Experience Saves Lives

Swimming Skills Do Not Always Bring Comfort

Many parents believe that their child’s ability to swim is adequate and will prevent drowning tragedies however other parents know deep down that their child’s level of swimming safety is extremely low. The parents that realize their child has less than adequate swimming skills are in a much better starting place than those that believe a drowning risk is reduced simply because their child can swim. Common sense seems to be winning over the facts of why drownings occur.

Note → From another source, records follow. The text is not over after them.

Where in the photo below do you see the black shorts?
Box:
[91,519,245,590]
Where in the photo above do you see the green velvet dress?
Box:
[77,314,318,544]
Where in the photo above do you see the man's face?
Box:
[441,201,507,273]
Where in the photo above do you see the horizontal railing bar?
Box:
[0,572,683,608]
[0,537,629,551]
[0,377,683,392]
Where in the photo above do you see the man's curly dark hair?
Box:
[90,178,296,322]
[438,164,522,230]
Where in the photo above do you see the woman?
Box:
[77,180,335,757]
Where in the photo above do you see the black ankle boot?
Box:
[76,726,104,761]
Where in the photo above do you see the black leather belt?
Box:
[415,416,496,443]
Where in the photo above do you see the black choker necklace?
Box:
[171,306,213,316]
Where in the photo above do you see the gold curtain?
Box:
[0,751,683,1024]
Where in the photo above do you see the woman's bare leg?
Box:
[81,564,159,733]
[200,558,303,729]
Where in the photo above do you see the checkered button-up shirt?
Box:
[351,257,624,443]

The American Medical Association knows that swimming skills alone do not reduce the risks of drowning and that without the skill of self reliance swimming is a useless skill for safety. Drownings occur because of a lack of coping skills, not swimming ability. Children naturally “cope” with dangerous situations by panicking, crying and waiting for help. Without the skills of self reliance, swimming is a useless skill and almost always leads to tragedy.

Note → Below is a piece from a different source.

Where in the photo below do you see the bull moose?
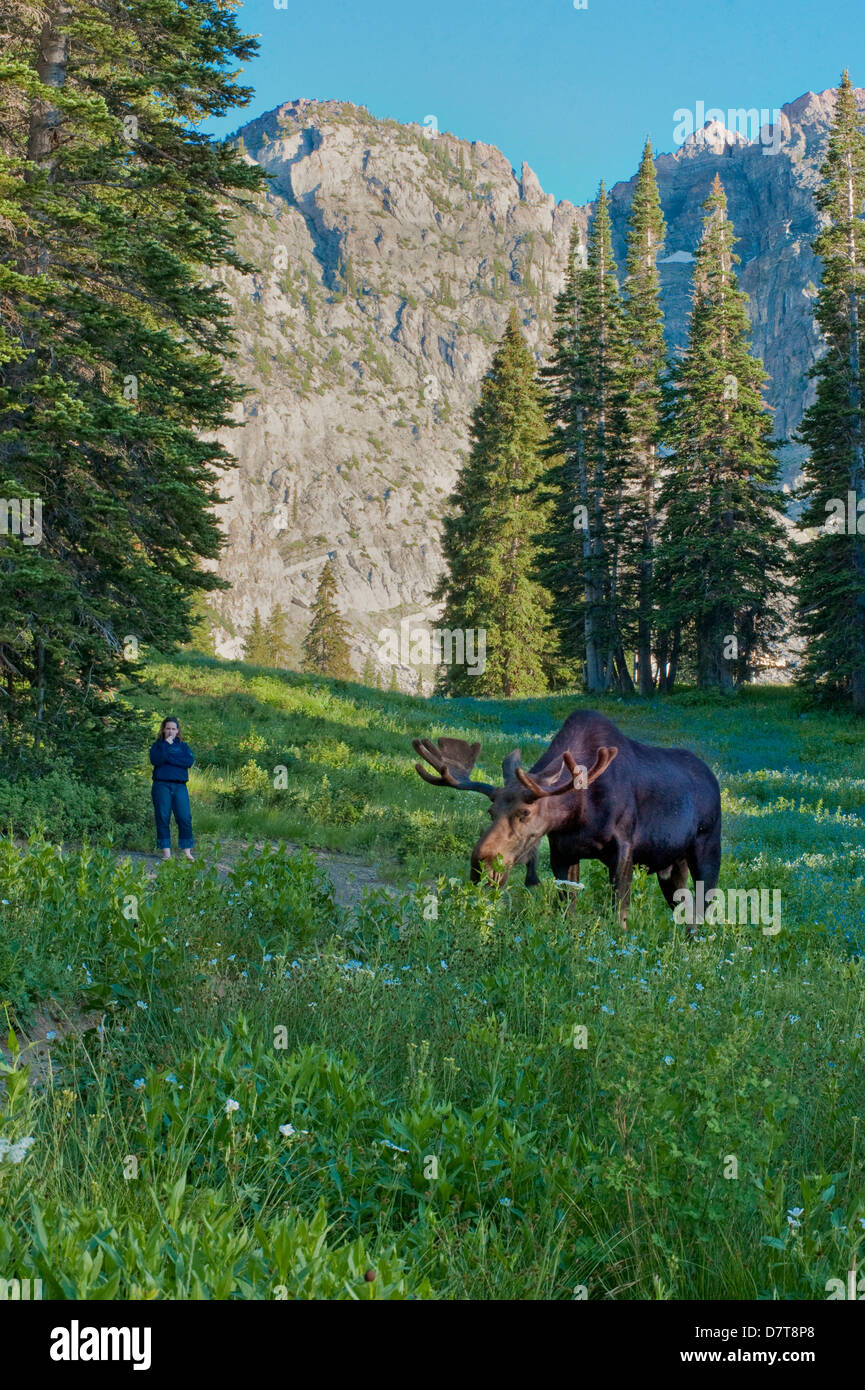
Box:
[412,710,720,923]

Experience is what is needed in order to make life saving decisions in an emergency. Experience tells children that they do not have to panic, cry, or wait for help in order to survive a life or death water emergency. This “experience” can be gained by a behavior modification method that teaches children how to be safe in the water the way all parents want them to be. Swimming skills are a bonus but the most important skill is an automatic life-saving response that a child can learn from experience. This type of experience is critical for his or her survival if a child finds him or herself in a dangerous water situation.